YOU may have heard the word “gammon” a lot so far this week. If you have you’re probably somewhere between wondering why and banging your head off a wall.

The term was coined around the time of the snap General Election last year by a children’s author, Ben Davis, although he didn’t realise it at the time. As his story goes, he was about half way into a bottle of Rioja when the hung parliament exit poll came through, and he tweeted: “Whatever happens, hopefully politicians will start listening to young ppl after this. This Great Wall of gammon has had its way long enough.”

He didn’t think too much more of it until recently, when people started calling him racist in howls of outrage. As is the way of social media, every now and again a word or a term, or a meme, catches on. It breaks outside of the bubble it was created in and dives into wider lexicon.

That’s what happened to gammon. What does it mean? It depends who you ask. For some, it’s a reference to privileged, middle-aged cry babies who flinch and scoff at the inequalities they help enable. For others, it’s a semi-racist hate label invented by the snowflake generation to smear their elders. By the time this column is published it could have taken on another meaning; it’s the can of worms opened up by identity politics. And if referencing a can of worms is rebranded tomorrow by the Twitterati as hidden bigotry towards people who can’t walk, I won’t be surprised. That’s the logic at work in gammongate, and you should never underestimate the internet’s ability to create a storm of outrage over absolutely nothing.

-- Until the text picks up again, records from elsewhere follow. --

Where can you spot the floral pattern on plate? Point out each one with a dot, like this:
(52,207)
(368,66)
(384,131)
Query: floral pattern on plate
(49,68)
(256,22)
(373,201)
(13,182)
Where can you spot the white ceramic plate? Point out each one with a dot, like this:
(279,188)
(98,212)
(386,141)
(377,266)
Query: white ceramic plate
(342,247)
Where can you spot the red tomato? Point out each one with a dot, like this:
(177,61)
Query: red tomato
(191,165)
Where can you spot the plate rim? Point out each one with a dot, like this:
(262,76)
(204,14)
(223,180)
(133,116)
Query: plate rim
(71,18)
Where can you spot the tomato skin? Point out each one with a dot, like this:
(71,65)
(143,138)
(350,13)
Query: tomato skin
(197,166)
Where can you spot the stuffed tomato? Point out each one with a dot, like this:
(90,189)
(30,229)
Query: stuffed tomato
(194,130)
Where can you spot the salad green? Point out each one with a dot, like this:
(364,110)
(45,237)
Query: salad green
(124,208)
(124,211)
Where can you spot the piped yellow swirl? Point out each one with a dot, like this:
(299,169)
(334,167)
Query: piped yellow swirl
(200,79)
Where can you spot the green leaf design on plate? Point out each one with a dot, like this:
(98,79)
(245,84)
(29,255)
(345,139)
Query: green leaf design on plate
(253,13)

Gammon has become the latest rope in the tug of war of modern British politics. The right criticises the left for labelling people when it constantly complains about being labelled itself – even though labels are OK and very important when you’re self-identifying and demanding the world and his dog respect said self-identified labels.

Then, the left hits back at the right for its hypocrisy. One of the most vocal critics of gammongate online was South Belfast DUP MP Emma Little Pengelly, who tweeted: “I'm appalled by the term "gammon" now frequently entering the lexicon of so many (mainly on the left) & seemingly be accepted. This is a term based on skin colour & age – stereotyping by colour or age is wrong no matter what race, age or community. It is just wrong.”

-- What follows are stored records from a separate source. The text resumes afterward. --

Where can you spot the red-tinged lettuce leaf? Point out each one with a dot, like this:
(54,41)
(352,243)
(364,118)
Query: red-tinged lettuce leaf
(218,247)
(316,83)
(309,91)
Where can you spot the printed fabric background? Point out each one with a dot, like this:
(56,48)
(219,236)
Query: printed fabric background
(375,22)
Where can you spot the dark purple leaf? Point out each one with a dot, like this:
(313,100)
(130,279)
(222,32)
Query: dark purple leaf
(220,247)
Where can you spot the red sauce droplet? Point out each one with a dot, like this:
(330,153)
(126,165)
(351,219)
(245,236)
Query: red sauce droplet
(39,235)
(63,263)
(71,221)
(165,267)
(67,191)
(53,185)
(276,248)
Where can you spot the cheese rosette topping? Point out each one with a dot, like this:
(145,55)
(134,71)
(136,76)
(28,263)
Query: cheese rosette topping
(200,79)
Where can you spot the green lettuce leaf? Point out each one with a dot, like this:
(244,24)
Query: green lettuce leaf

Yes, that’s the same DUP whose elected officials have called homosexuality an “abomination” and which has repeatedly opposed same sex marriage – hardly a beacon of equality.

And back and forth it goes, like a game of ping pong. Accusation followed by counter accusation, followed by a social media war, followed by newspaper columns, followed by television news debates. The whole thing’s putting me off my gammon steak dinner.

So here’s my take, for what it’s worth: it’s not racist, it’s just stupid. And that’s it, really. I’m trying to muster the energy to have a groundbreaking contribution to make to the debate. I keep opening Google to see if I can research some obscure gammon facts that could rip this whole story open. I’m convinced that if I could just find one reference to a gammon emblem in some secret, underground, white-on-white racism society, I’d have a Pulitzer prize winner.

But instead, I’ve been distracted by multiple cups of tea, a biscuit, and an article about funny online memes.

Like, I suspect, most people in divided Britain, I just don’t care. What we have here are privileged, middle-aged white folks on the right having a rather enjoyable little tiff with those pesky privileged younger folk who are all caught up in that liberalism nonsense.

These stooshies become a hobby, and we’ve probably all indulged them at some point. It’s safe ground. It justifies all manner of grand polemics without really having to say anything all that meaningful. It’s a storm and it’ll blow over, but it was fun while it lasted.

I imagine victims of real, every day racism look on in exasperation. If we gave this much coverage to actual racist terms, we wouldn’t have time to talk about anything else.

When these little tit-for-tat ‘debates’ crop up, they don’t half stink of virtue signalling. The online battles that emerge from them are filled with people who treat equality issues like a badge that grants them entry to the tribe of the moment, no matter which side of equality they’re falling down on this week.

But, all of that said, I suppose it’s nice to be talking about something other than Brexit. I was beginning to forget there is any world, life or existence outside of it. I’ve seen and read so much about the single market and the customs union that I’ve been starting to suspect it’s a national hypnosis experiment.

So maybe that’s what gammongate is really all about. Everyone’s just a bit bored, and this livens things up without any big risk. I should probably be grateful that it’s shaken my Brexit head and reminded me that there’s a world out there, even if I am still banging it off a wall.